Recently our VC Radiance stove has not been switching on automatically as it should - it is programmed to come on at 60, and the display on the remote control will read that the room is at (for example) 55, but it isn't turning on. Has anyone else experienced this issue and if so, how was it remedied? Is it an internal sensor of some sort that needs to be replaced? The stove is 4+ years old.


----------



## DAKSY (Feb 4, 2010)

petersensfunnyfarm said:
			
		

> Recently our VC Radiance stove has not been switching on automatically as it should - it is programmed to come on at 60, and the display on the remote control will read that the room is at (for example) 55, but it isn't turning on. Has anyone else experienced this issue and if so, how was it remedied? Is it an internal sensor of some sort that needs to be replaced? The stove is 4+ years old.



Could be the batteries in the remote - either in the sending unit or the receiver - OR BOTH...
Could be a weakening thermopile...
Could be a loose wiring connection...
Get a millivolt tester & test the batteries...
Jiggle some of the wires to see if something is loose...
Use the same meter to take a reading on the TP & TP-TH terminals
& report what you've found there...


----------



## petersensfunnyfarm (Feb 5, 2010)

DAKSY, thanks for the response. We checked the batteries in the remote and now will try your other suggestions and let you know.

Thanks!


----------



## Wood Heat Stoves (Feb 5, 2010)

http://woodheatstoves.com/nova-sit-820-troubleshooting-guide-p-12157.html

here is the sit guide to do the tests Daksy refers to.....


----------



## DAKSY (Feb 6, 2010)

Wood Heat Stoves said:
			
		

> http://woodheatstoves.com/nova-sit-820-troubleshooting-guide-p-12157.html
> 
> here is the sit guide to do the tests Daksy refers to.....



Hey, Dave...
It's been a while since I did any work on a VC Radiance,
but didn't they come with a Honeywell Valve?
I know I'm old & the memory is the 2nd thing to go...


----------



## petersensfunnyfarm (Feb 6, 2010)

Got to poking around under it last night - one of the wires has come unconnected, my guess is from our not-so-svelte cat that likes to sleep underneath. Not sure where it needs to be reconnected to - will the guide display wiring?


----------



## DAKSY (Feb 6, 2010)

petersensfunnyfarm said:
			
		

> Got to poking around under it last night - one of the wires has come unconnected, my guess is from our not-so-svelte cat that likes to sleep underneath. Not sure where it needs to be reconnected to - will the guide display wiring?



There should be a wiring schematic in the owner's manual.
Is your pilot lit?
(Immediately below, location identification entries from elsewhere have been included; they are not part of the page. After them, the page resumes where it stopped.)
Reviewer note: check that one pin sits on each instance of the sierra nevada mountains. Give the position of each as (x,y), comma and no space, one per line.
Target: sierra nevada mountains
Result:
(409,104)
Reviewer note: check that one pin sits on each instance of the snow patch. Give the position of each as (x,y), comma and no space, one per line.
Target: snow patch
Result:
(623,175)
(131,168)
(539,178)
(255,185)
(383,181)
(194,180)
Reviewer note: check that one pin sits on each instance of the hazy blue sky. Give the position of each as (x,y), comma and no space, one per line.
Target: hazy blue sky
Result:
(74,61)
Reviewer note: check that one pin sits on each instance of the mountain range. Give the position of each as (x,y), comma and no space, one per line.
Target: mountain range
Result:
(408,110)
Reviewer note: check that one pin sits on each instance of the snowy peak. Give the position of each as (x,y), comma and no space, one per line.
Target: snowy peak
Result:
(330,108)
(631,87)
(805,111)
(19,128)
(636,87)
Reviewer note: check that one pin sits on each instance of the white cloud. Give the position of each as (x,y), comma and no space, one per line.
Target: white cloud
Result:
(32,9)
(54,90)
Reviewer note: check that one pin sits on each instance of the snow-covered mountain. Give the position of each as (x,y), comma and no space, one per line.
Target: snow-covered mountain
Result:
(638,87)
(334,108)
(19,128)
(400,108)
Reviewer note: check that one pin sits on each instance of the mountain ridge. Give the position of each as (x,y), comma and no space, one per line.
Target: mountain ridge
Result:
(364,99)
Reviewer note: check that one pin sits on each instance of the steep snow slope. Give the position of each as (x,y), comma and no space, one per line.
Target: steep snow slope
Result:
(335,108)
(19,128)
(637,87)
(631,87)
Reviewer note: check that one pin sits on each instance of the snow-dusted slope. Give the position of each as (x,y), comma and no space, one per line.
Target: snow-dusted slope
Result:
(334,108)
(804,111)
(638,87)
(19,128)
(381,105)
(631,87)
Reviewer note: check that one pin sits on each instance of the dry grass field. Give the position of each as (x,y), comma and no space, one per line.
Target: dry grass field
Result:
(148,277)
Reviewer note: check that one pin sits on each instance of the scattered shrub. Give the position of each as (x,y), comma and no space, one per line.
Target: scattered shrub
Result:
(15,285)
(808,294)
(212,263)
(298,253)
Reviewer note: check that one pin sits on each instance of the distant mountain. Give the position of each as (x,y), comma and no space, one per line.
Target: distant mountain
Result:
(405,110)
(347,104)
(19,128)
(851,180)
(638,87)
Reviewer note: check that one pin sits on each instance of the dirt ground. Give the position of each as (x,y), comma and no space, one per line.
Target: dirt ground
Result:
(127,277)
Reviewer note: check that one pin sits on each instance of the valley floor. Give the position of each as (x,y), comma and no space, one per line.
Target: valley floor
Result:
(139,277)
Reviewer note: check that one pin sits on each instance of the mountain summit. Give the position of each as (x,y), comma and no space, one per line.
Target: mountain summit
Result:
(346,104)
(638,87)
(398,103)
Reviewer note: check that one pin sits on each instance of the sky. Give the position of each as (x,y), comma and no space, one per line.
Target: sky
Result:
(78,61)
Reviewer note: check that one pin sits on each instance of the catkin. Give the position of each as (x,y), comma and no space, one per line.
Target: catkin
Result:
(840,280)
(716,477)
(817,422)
Are there wires on the gas valve terminal 
block at the TH & TH/TP terminals?


----------



## Wood Heat Stoves (Feb 6, 2010)

DAKSY said:
			
		

> Wood Heat Stoves said:
> 
> 
> 
> ...



nope, but, they might have switched to one, its been a while for me too, and we aren't vc dealers...

44a. Valve Nova SIT820.662 RN (Serial #’s starting with 2513) 20010563
44b. Valve Nova SIT820.653 RP (Serial #’s starting with 2513) 20010645

this is from the manuals i have on file, for models 3233 thru 3236   and 3340 thru 3349, 3355 and 3356

OP> what model of radiance??


----------